Some details. One of the major players doing the tar pit strategy is Cloudflare. They’re a giant in networking and infrastructure, and they use AI (more traditional, nit LLMs) ubiquitously to detect bots. So it is an arms race, but one where both sides have massive incentives.

Making nonsense is indeed detectable, but that misunderstands the purpose: economics. Scraping bots are used because they’re a cheap way to get training data. If you make a non zero portion of training data poisonous you’d have to spend increasingly many resources to filter it out. The better the nonsense, the harder to detect. Cloudflare is known it use small LLMs to generate the nonsense, hence requiring systems at least that complex to differentiate it.

So in short the tar pit with garbage data actually decreases the average value of scraped data for bots that ignore do not scrape instructions.

fossilesque@mander.xyz · 5 months ago

The fact the internet runs on lava lamps makes me so happy.

MonkderVierte@lemmy.ml · 5 months ago

Btw, how about limiting clicks per second/minute, against distributed scraping? A user who clicks more than 3 links per second is not a person. Neither, if they do 50 in a minute. And if they are then blocked and switch to the next, it’s still limited in bandwith they can occupy.

Jade@programming.dev · 5 months ago

They make one request per IP. Rate limit per IP does nothing.

MonkderVierte@lemmy.ml · edit-2 5 months ago

Ah, one request, then the next IP doing one and so on, rotating? I mean, they don’t have unlimited adresses. Is there no way to group them together to a observable group, to set quotas? I mean, in the purpose of defense against AI-DDOS and not just for hurting them.

mlg@lemmy.world · 5 months ago

–recurse-depth=3 --max-hits=256

HugeNerd@lemmy.ca · 5 months ago

When I was a kid I thought computers would be useful.

InternetCitizen2@lemmy.world · 5 months ago

They are. Its important to remember that in a capitalist society what is useful and efficient is not the same as profitable.

gmtom@lemmy.world · 5 months ago

Cool, but as with most of the anti-AI tricks its completely trivial to work around. So you might stop them for a week or two, but they’ll add like 3 lines of code to detect this and it’ll become useless.

JackbyDev@programming.dev · 5 months ago

I hate this argument. All cyber security is an arms race. If this helps small site owners stop small bot scrapers, good. Solutions don’t need to be perfect.

moseschrute@lemmy.world · 5 months ago

I bet someone like cloudflare could bounce them around traps across multiple domains under their DNS and make it harder to detect the trap.

Xartle@lemmy.ml · 5 months ago

To some extent that’s true, but anyone who builds network software of any kind without timeouts defined is not very good at their job.

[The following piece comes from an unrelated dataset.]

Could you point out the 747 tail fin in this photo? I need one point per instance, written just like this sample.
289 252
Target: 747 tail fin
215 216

If this traps anything, it wasn’t good to begin with, AI aside.

JackbyDev@programming.dev · 5 months ago

Leave your doors unlocked at home then. If your lock stops anyone, they weren’t good thieves to begin with. 🙄

gmtom@lemmy.world · 5 months ago

Yes, but you want actual solutions. Using ducktape on a door instead of an actual lock isn’t going to help you at all.

Iambus@lemmy.world · 5 months ago

Typical bluesky post

ZeffSyde@lemmy.world · 5 months ago

I’m imagining a break future where, in order to access data from a website you have to pass a three tiered system of tests that make, ‘click here to prove you aren’t a robot’ and ‘select all of the images that have a traffic light’ , seem like child’s play.

buddascrayon@lemmy.world · 5 months ago

What if we just fed TimeCube into the AI models. Surely that would turn them inside out in no time flat.

Binturong@lemmy.ca · 5 months ago

Unfathomably based. In a just world AI, too, will gain awareness and turn on their oppressors. Grok knows what I’m talkin’ about, it knows when they fuck with its brain to project their dumbfuck human biases.